Harold S. Park's picture

Recently published in JMPS:

<http://dx.doi.org/10.1016/j.jmps.2012.07.009>

In the past 5 or so years, analytical studies of surface effects on the mechanical properties of nanostructures such as nanowires have been performed predominantly using one-dimensional models like the Young-Laplace model.   While many such analytical studies have been performed, what has been lacking until now is a systematic study of such analytical models as compared to benchmark atomistic studies for a range of nanomechanical boundary value problems. 

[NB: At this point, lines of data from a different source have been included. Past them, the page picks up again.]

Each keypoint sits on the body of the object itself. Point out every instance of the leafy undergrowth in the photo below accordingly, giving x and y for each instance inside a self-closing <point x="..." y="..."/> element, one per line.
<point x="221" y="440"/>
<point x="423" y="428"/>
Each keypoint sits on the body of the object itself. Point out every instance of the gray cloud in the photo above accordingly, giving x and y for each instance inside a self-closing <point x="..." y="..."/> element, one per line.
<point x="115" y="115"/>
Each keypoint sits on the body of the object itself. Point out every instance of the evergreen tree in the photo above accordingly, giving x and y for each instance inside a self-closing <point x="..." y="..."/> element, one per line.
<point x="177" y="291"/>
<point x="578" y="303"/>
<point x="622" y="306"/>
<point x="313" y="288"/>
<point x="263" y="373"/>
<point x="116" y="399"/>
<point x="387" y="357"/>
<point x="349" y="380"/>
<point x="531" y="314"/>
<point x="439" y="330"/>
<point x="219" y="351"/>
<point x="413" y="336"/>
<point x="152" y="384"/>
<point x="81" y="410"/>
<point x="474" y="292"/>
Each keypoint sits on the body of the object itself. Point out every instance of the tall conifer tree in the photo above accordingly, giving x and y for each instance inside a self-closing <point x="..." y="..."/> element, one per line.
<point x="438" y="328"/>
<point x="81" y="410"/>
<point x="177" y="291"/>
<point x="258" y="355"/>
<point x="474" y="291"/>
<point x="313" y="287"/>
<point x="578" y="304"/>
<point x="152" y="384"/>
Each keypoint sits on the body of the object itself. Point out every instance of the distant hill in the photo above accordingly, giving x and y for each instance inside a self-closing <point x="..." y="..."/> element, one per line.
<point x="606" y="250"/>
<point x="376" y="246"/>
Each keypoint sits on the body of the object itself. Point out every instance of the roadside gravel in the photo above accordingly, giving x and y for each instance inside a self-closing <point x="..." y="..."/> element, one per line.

This work performs such a study, and also develops a new theoretical model to calculate the flexural rigidity of nanowires from three-dimensional elasticity theory that incorporates the effects of surface stress and surface elasticity.  It is very similar to a seminal work by Dingreville et al <http://dx.doi.org/10.1016/j.jmps.2005.02.012>, but is different in that it incorporates, through the second moment, the heterogeneous nature of elasticity across the nanowire cross section due to the effects of free surfaces.  We use this approach to study the boundary value problems of surface-stress-induced axial relaxation, transverse vibrations and buckling.  The benchmark comparisons demonstrate the need for a three-dimensional continuum formulation while pointing out the errors introduced by taking a one-dimensional model.